So the other night, I was channel surfing. I'm actually not much of a TV watcher, although I did watch the two and a half hour finale of Lost. I must tell you that it's a good thing they all remain lost, because that show made no sense the last couple of years.
Anyway, as I was channel surfing I stumbled upon the show The Bachelorette. Now, I haven't seen that show in years. I think I may have seen one episode of it a long time ago.
Apparently this woman who is "The Bachelorette" was originally on The Bachelor. She supposedly fell in love with "The Bachelor," but then decided to bail out of the running because of a dream job. Then after taking that dream job, and regretting that she didn't go with "The Bachelor," she decided to become the next "Bachelorette."
Are you following me so far? Good.
Anyway, the show is hilarious. Twenty-five guys competing for one girl. I must say, though, that these twenty-five guys were acting like a bunch of women. They were cat fighting, backstabbing, and living in fantasy land. It was ridiculous.

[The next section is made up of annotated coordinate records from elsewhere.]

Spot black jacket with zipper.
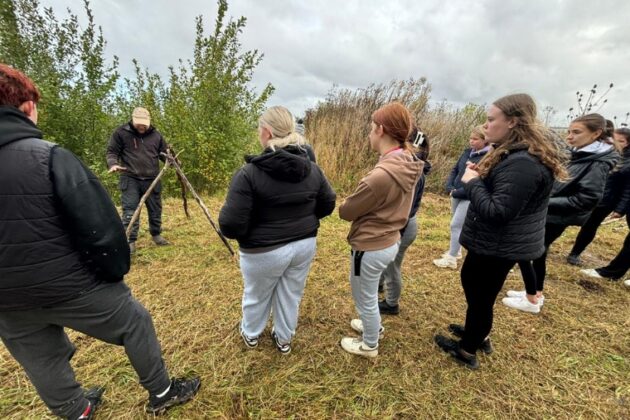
[107,123,168,179]
[0,106,129,311]
[459,145,553,261]
[547,147,619,226]
[219,146,336,249]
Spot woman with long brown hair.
[435,94,566,369]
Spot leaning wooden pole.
[125,160,171,240]
[162,153,236,257]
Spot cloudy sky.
[41,0,630,124]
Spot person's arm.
[549,164,610,213]
[313,165,337,219]
[219,168,254,239]
[50,147,130,281]
[339,181,379,222]
[464,159,541,225]
[106,131,122,172]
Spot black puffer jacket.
[547,147,619,226]
[219,146,336,249]
[446,148,488,200]
[459,145,553,261]
[0,107,129,311]
[599,146,630,215]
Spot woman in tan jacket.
[339,102,424,357]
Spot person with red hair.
[339,102,424,357]
[0,64,200,419]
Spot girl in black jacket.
[435,94,566,369]
[219,106,336,354]
[567,128,630,265]
[503,114,619,312]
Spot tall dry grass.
[306,78,485,193]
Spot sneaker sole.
[146,381,201,416]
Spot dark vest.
[0,138,98,311]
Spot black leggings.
[571,206,612,255]
[597,214,630,280]
[526,223,568,292]
[460,250,515,354]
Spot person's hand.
[462,164,479,184]
[107,165,127,174]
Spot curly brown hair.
[477,93,568,181]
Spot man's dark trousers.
[0,282,170,418]
[119,175,162,242]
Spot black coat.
[547,147,619,226]
[600,146,630,215]
[0,107,129,311]
[446,148,488,200]
[459,146,553,261]
[219,146,336,249]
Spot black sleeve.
[219,168,254,239]
[50,147,130,281]
[464,159,541,225]
[313,165,337,219]
[549,164,610,213]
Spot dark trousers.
[571,206,612,255]
[119,175,162,242]
[532,223,567,292]
[0,282,170,418]
[460,250,515,354]
[597,214,630,280]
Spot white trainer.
[433,254,457,270]
[350,319,385,338]
[501,297,541,314]
[507,290,545,306]
[580,268,604,279]
[341,337,378,357]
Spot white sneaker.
[507,290,545,306]
[580,268,604,279]
[433,254,457,270]
[341,337,378,357]
[442,249,463,260]
[501,297,541,314]
[350,319,385,338]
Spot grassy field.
[0,194,630,419]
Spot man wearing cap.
[107,107,168,254]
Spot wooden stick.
[601,217,625,225]
[162,153,236,257]
[125,160,171,240]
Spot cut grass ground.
[0,194,630,419]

Ten of them didn't get picked (i.e., didn't get a rose). Every time they interviewed one of these guys, he would say something like, "I was in love with Ali. I really loved Ali."

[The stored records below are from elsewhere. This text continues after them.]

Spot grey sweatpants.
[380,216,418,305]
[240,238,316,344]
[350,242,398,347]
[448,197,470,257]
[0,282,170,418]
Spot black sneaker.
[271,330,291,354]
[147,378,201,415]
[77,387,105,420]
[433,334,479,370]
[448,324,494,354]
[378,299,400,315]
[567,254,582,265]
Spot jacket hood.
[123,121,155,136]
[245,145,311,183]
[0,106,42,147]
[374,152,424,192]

Really? They didn't even know her, but yet they were in love with her? No, they were in love with whatever version of her they watched when she was on The Bachelor.
These reality shows are about as real as real cannot get. I mean, come on.

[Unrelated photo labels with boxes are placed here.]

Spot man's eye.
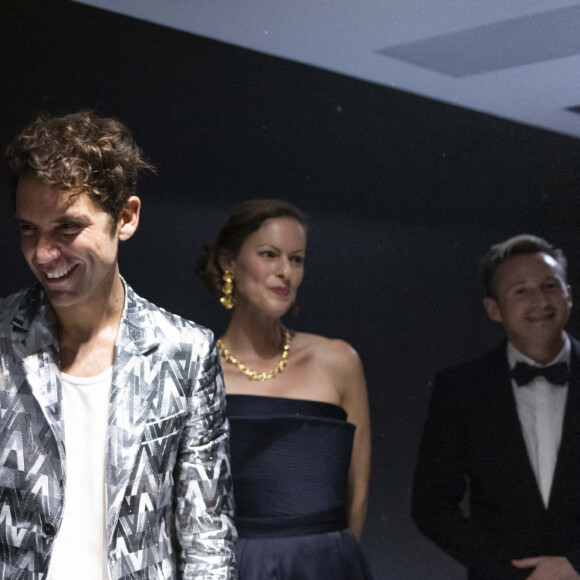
[18,224,36,236]
[59,222,82,234]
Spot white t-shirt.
[48,367,113,580]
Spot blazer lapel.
[106,284,159,543]
[12,287,65,474]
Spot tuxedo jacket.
[0,285,235,580]
[413,338,580,580]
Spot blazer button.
[42,522,56,538]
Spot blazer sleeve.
[174,335,236,580]
[412,373,530,580]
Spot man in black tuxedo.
[413,235,580,580]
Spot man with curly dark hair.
[0,112,235,580]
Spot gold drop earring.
[220,270,236,310]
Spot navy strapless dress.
[227,395,371,580]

How would you like to be one woman (or one man) who is pursued by twenty-five members of the opposite sex all at one time? Then when you get private dates with them, you get to go to beautiful places like Turkey, Portugal and Spain and fall in love.
So, anyway, at the end of the episode she ended up picking fifteen of them. Out of the fifteen, only two of them had a personality.
One was actually smooth. He actually had confidence, and actually knew how to communicate with women.
There was another guy who is a wrestler who goes by the name of "Rated R." He is one of those entertainment wrestlers.
Apparently, the other guys were jealous of him, and didn't think he was on the show for the right reasons. So they voted him out in some secret ballot. He, of course, was able to convince "The Bachelorette" that he was there for all intents and purposes to fall in love with her.
Isn't it wonderful? Can you imagine being on a first date and having the other person say to you, "I'm here right now for all intents and purposes to fall in love with you. I don't know who you are, but I want to fall in love with you."
All of the guys were jealous that Rated R was able to stay. So one guy -- a little lawyer named Craig R -- decided to act like a little girl and said to The Bachelorette, "I don't think this guy is here for you. I don't think he supports you. I do." I mean, this show is ridiculous.
One guy made a scrapbook for her -- a woman he has never met before. A scrapbook. Can you imagine going out on a date, and a guy hands you a scrapbook of his life?
This is crazy stuff. I'm not making it up either.
Then there was one guy she picked that I call "The Mumbler." He mumbles everything. I was laughing so hard as I watched him, because I couldn't understand one word he was saying.
This is your entertainment America. Primetime summer entertainment.
So, will Ali find love? Who cares.
How about this? How would you like to go and have this kind of reality for yourself, i.e., twenty-five men (or women) competing for you? Wouldn't that be fun to do in a big, beautiful house?
It's just crazy. What are we going to do next for love? Send twenty-five people to the moon?